Following the student organizer’s speeches were Florida house representatives Eskamani and Carlos Guillermo Smith (49-D) from Orlando—both outraged by the new appointees and their agendas.
“I am here today to stand shoulder-to-shoulder with each one of you in the name of academic freedom and against political interference in our classrooms,” Eskamani proclaimed. “Because, as you heard from speakers before me, what happens at New College can happen anywhere.”
The rally ended on an energetic note after hearing Walter Gilbert—former President of the Sarasota chapter of the National Association for the Advancement of Colored People (NAACP) and current Vice President of Diversity and Inclusion at Selby Gardens—share his experiences with New College, dating back to the 1960s.
“Our relationship in this community, with this campus, has been strong since day one,” Gilbert declared. “New College was established to be different. It has always been different. That’s why this school is open.” Many students may recognize Gilbert from the Newtown trolley tours—sharing stories of Newtown’s history as well as its relationship with New College and the everlasting impression it made in the Newtown and Overtown communities.
The solidarity between multiple groups across many communities was felt by everyone present as the crowd moved towards the Sudakoff Conference Center to line up for a security check—of which included bag and metal detector wands—to be granted entry.
Many of those who looked forward to entering the meeting were denied entry on the basis of there being no space remaining in the audience.
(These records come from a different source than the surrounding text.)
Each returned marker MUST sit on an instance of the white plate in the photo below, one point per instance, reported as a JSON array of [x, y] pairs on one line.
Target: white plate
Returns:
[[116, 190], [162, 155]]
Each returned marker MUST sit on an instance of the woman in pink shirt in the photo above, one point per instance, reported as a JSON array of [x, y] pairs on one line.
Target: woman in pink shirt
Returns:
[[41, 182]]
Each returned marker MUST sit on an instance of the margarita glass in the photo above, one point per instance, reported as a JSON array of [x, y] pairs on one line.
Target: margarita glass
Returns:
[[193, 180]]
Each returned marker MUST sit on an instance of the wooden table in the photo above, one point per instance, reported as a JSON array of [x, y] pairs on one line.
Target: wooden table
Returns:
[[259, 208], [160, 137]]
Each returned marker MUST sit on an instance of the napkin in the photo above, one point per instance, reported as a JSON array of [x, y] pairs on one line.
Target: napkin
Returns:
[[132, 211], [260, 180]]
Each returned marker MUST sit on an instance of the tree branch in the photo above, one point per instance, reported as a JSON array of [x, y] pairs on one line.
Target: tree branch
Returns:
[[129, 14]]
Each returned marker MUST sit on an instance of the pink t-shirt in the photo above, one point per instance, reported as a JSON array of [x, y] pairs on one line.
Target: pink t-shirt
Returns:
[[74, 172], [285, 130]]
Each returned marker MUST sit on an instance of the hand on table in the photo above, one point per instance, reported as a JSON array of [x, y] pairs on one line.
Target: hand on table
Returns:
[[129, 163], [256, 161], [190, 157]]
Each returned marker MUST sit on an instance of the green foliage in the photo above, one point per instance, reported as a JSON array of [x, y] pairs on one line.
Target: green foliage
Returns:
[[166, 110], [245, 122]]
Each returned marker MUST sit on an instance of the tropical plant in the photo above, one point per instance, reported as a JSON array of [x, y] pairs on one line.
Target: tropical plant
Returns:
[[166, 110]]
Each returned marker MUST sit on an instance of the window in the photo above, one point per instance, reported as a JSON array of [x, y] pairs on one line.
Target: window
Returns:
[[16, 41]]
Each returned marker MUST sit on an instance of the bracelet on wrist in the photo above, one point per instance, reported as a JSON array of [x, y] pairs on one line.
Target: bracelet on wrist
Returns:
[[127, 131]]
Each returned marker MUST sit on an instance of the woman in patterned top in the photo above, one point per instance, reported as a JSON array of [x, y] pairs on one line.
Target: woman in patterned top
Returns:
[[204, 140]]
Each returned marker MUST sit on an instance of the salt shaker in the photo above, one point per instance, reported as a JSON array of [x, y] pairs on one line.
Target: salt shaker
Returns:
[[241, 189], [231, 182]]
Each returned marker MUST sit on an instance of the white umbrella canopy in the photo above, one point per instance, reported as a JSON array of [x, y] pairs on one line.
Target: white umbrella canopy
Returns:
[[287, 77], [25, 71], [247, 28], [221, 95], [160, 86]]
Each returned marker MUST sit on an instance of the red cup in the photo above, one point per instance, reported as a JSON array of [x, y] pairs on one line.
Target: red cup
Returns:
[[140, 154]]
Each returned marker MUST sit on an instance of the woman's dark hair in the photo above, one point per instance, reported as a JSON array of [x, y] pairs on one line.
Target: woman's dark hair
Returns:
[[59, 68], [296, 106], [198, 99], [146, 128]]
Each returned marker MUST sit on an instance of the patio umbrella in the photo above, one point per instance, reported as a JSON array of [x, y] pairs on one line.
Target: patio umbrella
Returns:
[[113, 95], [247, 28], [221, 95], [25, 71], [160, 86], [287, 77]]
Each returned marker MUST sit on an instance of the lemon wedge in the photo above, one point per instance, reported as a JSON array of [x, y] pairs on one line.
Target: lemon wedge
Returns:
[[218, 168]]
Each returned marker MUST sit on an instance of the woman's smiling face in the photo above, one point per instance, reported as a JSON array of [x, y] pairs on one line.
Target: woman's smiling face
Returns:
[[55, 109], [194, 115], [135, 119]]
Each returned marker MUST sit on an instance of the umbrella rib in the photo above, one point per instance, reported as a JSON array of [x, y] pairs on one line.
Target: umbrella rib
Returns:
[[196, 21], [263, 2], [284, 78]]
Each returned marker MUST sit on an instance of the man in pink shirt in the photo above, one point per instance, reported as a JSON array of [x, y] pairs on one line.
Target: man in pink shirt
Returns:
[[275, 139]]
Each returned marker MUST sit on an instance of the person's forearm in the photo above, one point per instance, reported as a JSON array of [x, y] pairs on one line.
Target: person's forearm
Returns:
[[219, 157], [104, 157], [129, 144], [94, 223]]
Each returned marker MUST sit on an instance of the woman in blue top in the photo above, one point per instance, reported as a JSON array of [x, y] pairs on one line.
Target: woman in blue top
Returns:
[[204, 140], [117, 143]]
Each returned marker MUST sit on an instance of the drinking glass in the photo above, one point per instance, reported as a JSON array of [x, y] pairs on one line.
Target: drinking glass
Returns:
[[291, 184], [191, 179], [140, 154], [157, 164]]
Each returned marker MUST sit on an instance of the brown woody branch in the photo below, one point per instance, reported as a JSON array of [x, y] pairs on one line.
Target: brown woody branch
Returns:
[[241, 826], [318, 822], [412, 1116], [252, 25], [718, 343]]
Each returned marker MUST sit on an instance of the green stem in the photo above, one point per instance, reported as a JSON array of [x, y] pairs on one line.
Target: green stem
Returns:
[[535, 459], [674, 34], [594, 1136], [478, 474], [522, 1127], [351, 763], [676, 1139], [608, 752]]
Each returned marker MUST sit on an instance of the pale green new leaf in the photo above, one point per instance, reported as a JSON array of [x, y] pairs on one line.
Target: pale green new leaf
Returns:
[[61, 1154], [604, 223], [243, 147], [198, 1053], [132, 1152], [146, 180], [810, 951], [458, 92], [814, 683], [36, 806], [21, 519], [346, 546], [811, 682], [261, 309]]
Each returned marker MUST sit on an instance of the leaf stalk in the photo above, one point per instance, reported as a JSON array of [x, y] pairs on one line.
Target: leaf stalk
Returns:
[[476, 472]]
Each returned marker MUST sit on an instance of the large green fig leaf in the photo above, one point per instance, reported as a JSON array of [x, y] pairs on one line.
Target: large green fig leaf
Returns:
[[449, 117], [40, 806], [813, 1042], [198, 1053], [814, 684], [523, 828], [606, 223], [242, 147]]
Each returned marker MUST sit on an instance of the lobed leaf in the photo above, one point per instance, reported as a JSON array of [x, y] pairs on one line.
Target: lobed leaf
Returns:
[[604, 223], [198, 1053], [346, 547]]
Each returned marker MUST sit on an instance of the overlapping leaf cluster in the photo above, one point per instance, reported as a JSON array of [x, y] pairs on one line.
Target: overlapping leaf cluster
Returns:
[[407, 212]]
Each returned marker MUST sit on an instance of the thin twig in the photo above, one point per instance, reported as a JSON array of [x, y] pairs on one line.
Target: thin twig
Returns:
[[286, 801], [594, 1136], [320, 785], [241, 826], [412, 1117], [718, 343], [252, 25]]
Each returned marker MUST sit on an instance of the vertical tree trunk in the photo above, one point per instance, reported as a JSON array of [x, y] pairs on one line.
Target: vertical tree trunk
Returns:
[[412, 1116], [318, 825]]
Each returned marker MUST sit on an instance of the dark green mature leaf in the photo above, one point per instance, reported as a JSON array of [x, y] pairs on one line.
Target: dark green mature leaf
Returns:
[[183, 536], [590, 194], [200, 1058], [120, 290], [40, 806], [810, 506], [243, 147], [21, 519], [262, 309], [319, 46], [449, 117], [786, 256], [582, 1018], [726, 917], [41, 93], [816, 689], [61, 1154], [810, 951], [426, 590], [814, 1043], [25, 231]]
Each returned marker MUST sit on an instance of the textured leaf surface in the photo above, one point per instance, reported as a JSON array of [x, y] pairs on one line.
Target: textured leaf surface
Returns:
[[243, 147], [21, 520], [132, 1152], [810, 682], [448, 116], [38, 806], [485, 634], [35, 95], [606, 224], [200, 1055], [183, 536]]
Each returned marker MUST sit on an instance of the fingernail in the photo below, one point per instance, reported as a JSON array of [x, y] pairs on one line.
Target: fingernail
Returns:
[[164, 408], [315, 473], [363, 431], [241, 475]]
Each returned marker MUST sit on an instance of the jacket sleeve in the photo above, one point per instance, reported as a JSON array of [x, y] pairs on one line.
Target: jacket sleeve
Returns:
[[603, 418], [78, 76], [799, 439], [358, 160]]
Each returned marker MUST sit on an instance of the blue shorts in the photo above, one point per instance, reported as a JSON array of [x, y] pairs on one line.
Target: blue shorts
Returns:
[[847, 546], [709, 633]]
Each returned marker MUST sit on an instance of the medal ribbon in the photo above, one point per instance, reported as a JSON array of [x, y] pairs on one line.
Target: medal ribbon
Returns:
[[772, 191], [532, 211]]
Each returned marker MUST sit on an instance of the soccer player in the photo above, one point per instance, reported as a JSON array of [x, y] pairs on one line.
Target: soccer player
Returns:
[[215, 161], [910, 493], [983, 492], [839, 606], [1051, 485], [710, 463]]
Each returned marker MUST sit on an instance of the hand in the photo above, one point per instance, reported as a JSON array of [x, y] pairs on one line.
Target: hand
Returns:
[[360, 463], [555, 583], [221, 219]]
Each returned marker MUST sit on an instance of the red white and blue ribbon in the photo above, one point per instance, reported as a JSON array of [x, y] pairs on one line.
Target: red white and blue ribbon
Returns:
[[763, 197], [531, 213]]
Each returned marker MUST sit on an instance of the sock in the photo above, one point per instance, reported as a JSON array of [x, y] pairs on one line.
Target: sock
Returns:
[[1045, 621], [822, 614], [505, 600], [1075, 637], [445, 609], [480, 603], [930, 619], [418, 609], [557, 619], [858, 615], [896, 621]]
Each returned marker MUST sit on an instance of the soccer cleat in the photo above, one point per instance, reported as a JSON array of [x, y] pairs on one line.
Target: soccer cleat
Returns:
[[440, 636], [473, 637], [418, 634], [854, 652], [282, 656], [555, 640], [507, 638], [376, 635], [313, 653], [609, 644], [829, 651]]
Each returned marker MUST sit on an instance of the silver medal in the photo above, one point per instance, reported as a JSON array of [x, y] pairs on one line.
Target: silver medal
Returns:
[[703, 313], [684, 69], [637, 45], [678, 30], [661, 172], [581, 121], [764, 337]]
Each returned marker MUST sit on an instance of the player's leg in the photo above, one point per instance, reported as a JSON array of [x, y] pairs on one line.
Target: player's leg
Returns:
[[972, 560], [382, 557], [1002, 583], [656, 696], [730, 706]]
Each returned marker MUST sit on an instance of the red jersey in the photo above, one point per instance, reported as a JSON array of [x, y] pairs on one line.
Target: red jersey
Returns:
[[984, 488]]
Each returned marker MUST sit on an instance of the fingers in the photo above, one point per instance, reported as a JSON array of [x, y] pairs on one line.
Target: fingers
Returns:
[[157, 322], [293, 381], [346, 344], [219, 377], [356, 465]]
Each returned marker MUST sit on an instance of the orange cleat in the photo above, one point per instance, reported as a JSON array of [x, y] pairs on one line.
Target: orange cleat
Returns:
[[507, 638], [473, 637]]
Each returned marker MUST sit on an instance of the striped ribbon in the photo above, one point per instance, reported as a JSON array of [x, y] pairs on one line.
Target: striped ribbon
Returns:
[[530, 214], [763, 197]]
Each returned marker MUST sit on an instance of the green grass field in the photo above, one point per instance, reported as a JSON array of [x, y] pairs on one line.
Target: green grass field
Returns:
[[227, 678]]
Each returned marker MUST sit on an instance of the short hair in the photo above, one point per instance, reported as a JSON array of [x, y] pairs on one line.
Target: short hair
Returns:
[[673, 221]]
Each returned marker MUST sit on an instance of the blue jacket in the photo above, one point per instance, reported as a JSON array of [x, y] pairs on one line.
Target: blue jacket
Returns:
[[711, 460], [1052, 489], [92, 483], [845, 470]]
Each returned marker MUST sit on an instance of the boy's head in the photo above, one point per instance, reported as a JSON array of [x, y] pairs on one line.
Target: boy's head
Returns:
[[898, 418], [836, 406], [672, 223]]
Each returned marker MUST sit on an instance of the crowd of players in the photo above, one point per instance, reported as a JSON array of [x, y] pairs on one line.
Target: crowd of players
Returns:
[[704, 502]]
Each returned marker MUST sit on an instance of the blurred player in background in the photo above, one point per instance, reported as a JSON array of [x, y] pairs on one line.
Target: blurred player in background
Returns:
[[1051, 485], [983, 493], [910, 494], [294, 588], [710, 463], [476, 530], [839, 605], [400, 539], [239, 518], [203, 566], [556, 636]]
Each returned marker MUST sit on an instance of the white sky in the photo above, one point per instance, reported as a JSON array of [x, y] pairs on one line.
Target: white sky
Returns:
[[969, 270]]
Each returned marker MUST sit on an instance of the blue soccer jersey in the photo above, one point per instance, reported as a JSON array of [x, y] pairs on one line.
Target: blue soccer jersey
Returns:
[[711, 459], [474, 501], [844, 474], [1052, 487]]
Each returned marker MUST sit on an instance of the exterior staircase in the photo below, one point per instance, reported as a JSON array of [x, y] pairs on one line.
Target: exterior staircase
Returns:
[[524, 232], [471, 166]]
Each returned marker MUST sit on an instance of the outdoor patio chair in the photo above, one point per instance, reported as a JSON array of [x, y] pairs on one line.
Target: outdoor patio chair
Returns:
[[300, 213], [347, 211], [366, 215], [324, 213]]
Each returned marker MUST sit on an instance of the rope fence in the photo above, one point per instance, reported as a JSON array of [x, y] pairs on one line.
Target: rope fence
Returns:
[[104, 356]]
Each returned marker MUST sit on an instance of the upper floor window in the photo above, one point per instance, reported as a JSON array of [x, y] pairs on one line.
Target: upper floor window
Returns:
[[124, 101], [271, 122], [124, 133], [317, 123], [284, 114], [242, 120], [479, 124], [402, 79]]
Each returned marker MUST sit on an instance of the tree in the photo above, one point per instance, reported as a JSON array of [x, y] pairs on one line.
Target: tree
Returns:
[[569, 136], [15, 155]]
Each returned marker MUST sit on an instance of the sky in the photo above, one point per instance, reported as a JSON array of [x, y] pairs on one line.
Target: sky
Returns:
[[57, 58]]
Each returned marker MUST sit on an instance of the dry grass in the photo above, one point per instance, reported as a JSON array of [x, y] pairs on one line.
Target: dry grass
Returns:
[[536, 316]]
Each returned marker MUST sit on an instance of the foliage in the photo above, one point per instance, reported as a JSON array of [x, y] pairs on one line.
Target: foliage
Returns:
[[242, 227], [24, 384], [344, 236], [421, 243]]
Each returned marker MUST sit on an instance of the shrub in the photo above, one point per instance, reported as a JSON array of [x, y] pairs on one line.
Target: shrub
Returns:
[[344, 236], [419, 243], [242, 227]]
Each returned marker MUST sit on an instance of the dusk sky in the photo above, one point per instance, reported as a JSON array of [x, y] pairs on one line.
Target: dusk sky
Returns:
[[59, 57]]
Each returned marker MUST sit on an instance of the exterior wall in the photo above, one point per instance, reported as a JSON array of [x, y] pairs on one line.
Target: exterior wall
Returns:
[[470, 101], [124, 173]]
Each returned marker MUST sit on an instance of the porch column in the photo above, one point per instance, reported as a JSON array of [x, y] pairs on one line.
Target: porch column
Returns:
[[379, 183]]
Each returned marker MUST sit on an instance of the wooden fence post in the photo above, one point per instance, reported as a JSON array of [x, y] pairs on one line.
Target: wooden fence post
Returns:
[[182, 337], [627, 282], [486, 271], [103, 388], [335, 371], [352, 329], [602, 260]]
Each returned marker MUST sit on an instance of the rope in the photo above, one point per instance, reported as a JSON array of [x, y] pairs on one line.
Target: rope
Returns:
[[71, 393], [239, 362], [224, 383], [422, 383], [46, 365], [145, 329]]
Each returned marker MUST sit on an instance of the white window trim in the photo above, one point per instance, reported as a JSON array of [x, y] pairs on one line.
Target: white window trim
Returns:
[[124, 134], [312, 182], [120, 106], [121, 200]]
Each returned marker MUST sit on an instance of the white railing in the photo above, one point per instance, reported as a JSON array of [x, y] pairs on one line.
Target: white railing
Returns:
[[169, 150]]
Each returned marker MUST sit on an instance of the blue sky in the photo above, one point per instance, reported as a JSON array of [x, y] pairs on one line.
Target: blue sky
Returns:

Most of the audience consisted of media and outside community members, allowing for only a few students and alums to enter and view the meeting in real time.
“There were a lot of accessibility issues too,” Bates recollected. “When we were watching the livestream they had disabled closed captions and had no interpreter with them, while at our rally we had an ASL interpreter for our speeches. They don’t really care about creating access to their programming. It was disheartening to hear from other students that they weren’t able to get into the BOT meeting.”
Working on a whim, many volunteered laptops and speakers in various student spaces on campus to hold watch parties. Students exclaimed in shock, frustration and agreement at their screens for the duration of the four hour-long meeting.
The outcomes of the meeting became hot topics of discussion on campus as the news of Dr. Patricia Okker’s termination—among other decisions—began circulating.
“Based on their rhetoric, the trustees very obviously hold a disdain for the student body that they are here to represent,” second-year and student organizer Sam Sharf stated in response to the meeting. “They want to remove the queer culture of the school, programs for Black and Indigenous people of color (BIPOC) students and important discussions from classrooms.”
While tensions are high and students are expressing their concerns over changes made, Markham urges students to reserve time for healing and community.
“[The meeting] certainly revealed the new trustee’s true colors,” Markham said. “I had a conversation with some people about how we need to keep hope and that if we spend so much time and energy on the negative feelings we have towards these people, it takes away the space we have to care for each other.”
“We can still be mad,” Markham continued. “But we have to ensure we make room for love. As a community, we really need that right now; to be there for each other in the midst of this chaos.”